Daniel Williams comes to Long Island College Hospital three times a week for dialysis. He, like several patients we spoke with are breathing a sigh of relief at the news that SUNY Downstate Medical Center has withdrawn its plan to close LICH.
"Thank God," Williams said. "I'm happy for it."
"Now I don't have to go nowhere else," another patient said. "I can stay here with the doctors that know me and I know them."
For months SUNY Downstate has been adamant about closing the facility, which serves several neighborhoods including Cobble Hill, Carroll Gardens and Red Hook.
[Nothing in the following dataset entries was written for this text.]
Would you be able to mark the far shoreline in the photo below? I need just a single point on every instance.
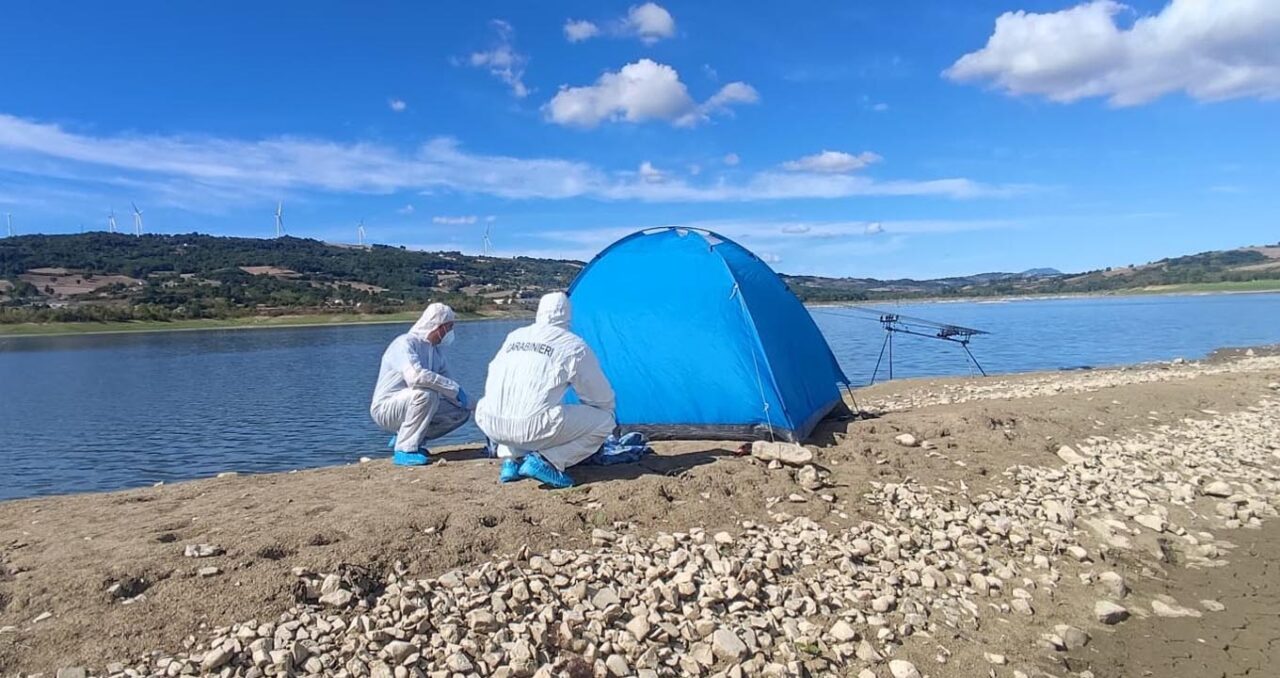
(333, 320)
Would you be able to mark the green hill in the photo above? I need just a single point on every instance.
(103, 276)
(117, 276)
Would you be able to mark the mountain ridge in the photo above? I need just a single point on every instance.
(117, 276)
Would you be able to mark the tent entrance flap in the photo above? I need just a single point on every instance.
(703, 340)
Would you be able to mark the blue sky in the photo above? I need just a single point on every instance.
(868, 138)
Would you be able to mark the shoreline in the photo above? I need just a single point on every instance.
(74, 564)
(248, 323)
(305, 321)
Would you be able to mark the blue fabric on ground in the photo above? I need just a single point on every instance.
(408, 458)
(621, 450)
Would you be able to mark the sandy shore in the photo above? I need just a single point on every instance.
(981, 549)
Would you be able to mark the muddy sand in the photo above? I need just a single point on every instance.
(978, 546)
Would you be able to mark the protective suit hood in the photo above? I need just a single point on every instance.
(433, 317)
(554, 310)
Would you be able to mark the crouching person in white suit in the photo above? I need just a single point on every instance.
(415, 397)
(522, 409)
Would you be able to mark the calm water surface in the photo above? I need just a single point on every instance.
(82, 413)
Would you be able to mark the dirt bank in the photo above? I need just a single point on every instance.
(90, 580)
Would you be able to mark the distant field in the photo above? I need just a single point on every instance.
(32, 329)
(1251, 285)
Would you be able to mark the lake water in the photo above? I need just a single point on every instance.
(104, 412)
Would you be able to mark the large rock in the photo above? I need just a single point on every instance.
(205, 550)
(338, 599)
(842, 632)
(400, 650)
(1216, 489)
(617, 665)
(727, 645)
(215, 659)
(900, 668)
(1109, 613)
(787, 453)
(1069, 456)
(1073, 637)
(458, 663)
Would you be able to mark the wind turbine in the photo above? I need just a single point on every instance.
(137, 219)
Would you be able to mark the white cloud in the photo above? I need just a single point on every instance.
(734, 92)
(1208, 49)
(639, 92)
(649, 22)
(455, 220)
(650, 174)
(214, 172)
(503, 62)
(832, 161)
(577, 31)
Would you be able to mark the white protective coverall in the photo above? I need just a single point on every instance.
(415, 397)
(522, 407)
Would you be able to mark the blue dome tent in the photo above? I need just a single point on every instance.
(703, 340)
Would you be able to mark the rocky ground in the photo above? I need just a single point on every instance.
(1082, 523)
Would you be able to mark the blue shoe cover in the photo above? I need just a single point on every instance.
(540, 470)
(410, 458)
(510, 471)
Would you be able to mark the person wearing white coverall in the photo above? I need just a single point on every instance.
(522, 408)
(415, 397)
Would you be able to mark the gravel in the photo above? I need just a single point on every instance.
(791, 595)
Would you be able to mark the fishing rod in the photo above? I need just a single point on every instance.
(914, 326)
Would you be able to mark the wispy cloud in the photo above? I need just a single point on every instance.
(455, 220)
(577, 31)
(1210, 50)
(502, 60)
(640, 92)
(211, 169)
(832, 161)
(649, 22)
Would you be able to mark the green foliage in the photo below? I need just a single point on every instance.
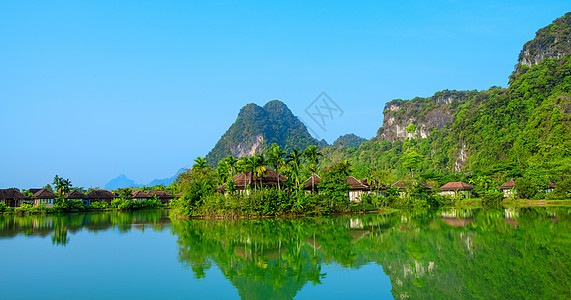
(274, 121)
(97, 205)
(525, 188)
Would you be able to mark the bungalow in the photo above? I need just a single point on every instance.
(403, 186)
(243, 180)
(550, 187)
(101, 196)
(456, 187)
(355, 191)
(163, 196)
(77, 195)
(44, 197)
(11, 197)
(509, 189)
(140, 196)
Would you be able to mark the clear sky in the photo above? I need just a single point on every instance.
(93, 89)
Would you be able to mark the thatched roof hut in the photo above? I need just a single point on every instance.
(44, 194)
(456, 186)
(75, 194)
(244, 179)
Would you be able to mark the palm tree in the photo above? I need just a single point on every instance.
(259, 166)
(312, 155)
(231, 164)
(276, 159)
(294, 161)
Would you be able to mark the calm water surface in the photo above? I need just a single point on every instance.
(520, 253)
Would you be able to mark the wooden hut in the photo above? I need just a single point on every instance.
(140, 196)
(355, 191)
(11, 197)
(455, 188)
(101, 196)
(77, 195)
(243, 180)
(44, 197)
(164, 196)
(509, 189)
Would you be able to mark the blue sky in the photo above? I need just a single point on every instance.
(93, 89)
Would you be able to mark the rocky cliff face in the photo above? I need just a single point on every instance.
(553, 41)
(425, 113)
(258, 127)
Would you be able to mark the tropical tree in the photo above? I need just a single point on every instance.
(312, 155)
(294, 162)
(62, 185)
(275, 157)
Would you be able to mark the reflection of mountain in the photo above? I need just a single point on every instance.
(60, 225)
(452, 254)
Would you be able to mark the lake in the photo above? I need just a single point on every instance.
(508, 253)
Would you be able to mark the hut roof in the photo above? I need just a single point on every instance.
(456, 186)
(508, 185)
(271, 179)
(403, 185)
(11, 194)
(44, 194)
(100, 194)
(316, 180)
(353, 183)
(140, 194)
(75, 194)
(356, 184)
(33, 191)
(161, 194)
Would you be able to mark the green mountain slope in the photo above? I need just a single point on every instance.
(519, 130)
(258, 127)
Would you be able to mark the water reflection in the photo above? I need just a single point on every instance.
(453, 253)
(58, 226)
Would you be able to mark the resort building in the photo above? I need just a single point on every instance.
(101, 196)
(44, 197)
(163, 196)
(11, 197)
(509, 189)
(354, 193)
(77, 195)
(243, 180)
(455, 188)
(140, 196)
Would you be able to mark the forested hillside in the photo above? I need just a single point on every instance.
(258, 127)
(522, 130)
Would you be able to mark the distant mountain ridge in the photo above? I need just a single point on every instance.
(258, 127)
(122, 181)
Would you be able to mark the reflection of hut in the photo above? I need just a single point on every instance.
(101, 196)
(45, 197)
(140, 196)
(512, 222)
(358, 234)
(11, 197)
(163, 196)
(456, 187)
(243, 180)
(455, 222)
(509, 189)
(77, 195)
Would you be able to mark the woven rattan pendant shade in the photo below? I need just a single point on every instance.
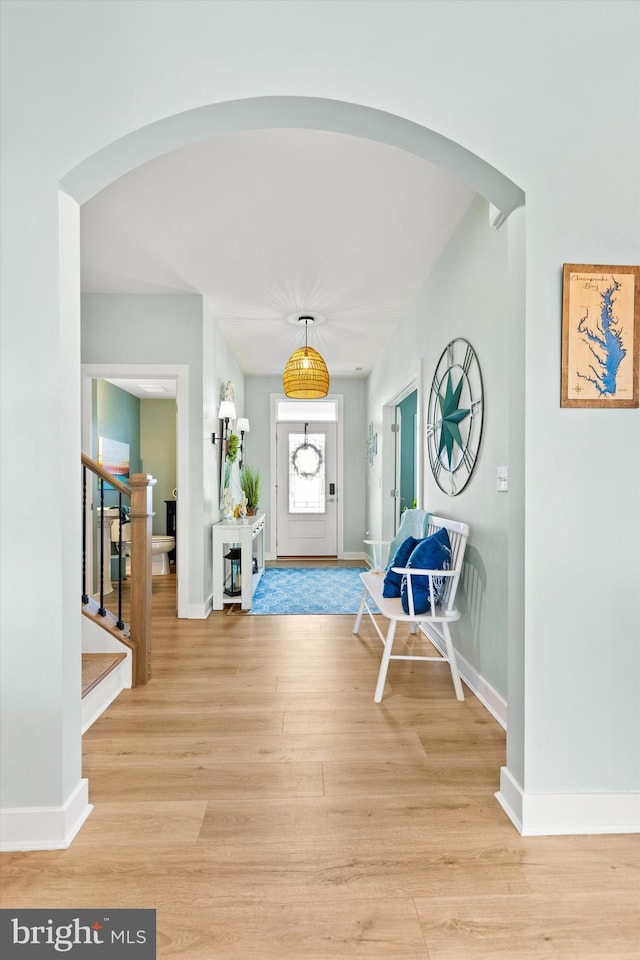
(305, 376)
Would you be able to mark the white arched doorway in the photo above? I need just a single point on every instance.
(116, 159)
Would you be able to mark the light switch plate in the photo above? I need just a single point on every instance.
(503, 479)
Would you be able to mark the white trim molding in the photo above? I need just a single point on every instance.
(557, 814)
(45, 828)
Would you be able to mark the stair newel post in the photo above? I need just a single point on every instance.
(141, 485)
(102, 610)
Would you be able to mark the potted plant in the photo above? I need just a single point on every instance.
(251, 483)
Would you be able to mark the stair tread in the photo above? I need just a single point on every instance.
(96, 666)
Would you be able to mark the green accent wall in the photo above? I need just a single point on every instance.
(117, 416)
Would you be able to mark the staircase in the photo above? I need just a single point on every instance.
(115, 654)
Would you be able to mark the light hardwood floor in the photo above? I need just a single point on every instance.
(256, 797)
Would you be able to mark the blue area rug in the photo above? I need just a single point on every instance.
(327, 590)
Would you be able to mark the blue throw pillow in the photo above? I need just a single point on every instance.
(434, 553)
(393, 581)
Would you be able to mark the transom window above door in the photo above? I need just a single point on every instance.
(307, 411)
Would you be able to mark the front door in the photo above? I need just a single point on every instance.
(306, 496)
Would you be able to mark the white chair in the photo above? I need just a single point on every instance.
(435, 623)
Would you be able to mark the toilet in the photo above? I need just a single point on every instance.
(161, 547)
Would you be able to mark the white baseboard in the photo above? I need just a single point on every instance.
(488, 697)
(557, 814)
(45, 828)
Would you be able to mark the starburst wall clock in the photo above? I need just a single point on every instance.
(454, 417)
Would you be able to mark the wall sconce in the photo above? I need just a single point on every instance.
(243, 427)
(226, 412)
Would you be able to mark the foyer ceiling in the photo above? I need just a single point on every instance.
(270, 224)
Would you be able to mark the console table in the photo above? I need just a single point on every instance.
(248, 534)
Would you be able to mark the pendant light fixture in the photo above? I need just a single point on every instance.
(305, 376)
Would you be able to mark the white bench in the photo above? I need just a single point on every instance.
(435, 623)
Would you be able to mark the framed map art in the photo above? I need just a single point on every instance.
(600, 335)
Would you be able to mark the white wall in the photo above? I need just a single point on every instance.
(497, 78)
(466, 296)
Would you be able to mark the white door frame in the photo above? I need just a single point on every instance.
(273, 505)
(150, 371)
(388, 450)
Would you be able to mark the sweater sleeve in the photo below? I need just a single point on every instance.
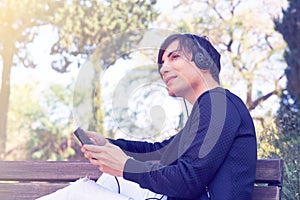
(143, 151)
(201, 148)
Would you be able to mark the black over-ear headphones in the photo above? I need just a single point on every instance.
(200, 56)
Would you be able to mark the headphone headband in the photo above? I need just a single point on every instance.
(201, 57)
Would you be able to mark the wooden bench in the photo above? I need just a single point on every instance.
(27, 180)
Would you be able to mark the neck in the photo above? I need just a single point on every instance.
(209, 84)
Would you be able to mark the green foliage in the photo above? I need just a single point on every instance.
(288, 143)
(84, 25)
(39, 123)
(290, 30)
(288, 116)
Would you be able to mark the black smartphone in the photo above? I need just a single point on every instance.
(82, 136)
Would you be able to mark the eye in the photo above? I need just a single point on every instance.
(174, 56)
SUNY officials say LICH is losing $1 million a week, threatening the whole system.
But with a temporary restraining order from a Brooklyn judge barring Downstate from moving forward with the closing, and a state law requiring them to submit a plan for staying open before lawmakers could consider giving them financial assistance, SUNY Downstate was stuck.
President John Williams said the legal proceedings stood in the way of crafting the sustainability plan.
The group that led the campaign against the closure, the New York State Nurses Association, called the reversal a major victory.
"We were able to mount a lot of public pressure on the need for LICH in the community," Eliza Carboni of NYSNA said.
NYSNA says it's not dropping its lawsuit against SUNY, but looks forward to conversations that may lead to different management of LICH.
SUNY says it plans to expand its search for health providers who may be interested in playing a role at LICH.
"What we are looking for, I hope, is someone who can come in and partner with us," Herdley Hill from NYSNA said. "See the potential that the hospital has and maximize that potential."
Though this may just be a reprieve for LICH, its workers and patients, its fate remains unclear.
"It's absolutely not yet in the clear," state Sen. Daniel Squadron said. "What we can now do is work together without a sword of Damocles hanging over our head."
SUNY Downstate must submit its sustainability plan to the state by June 1.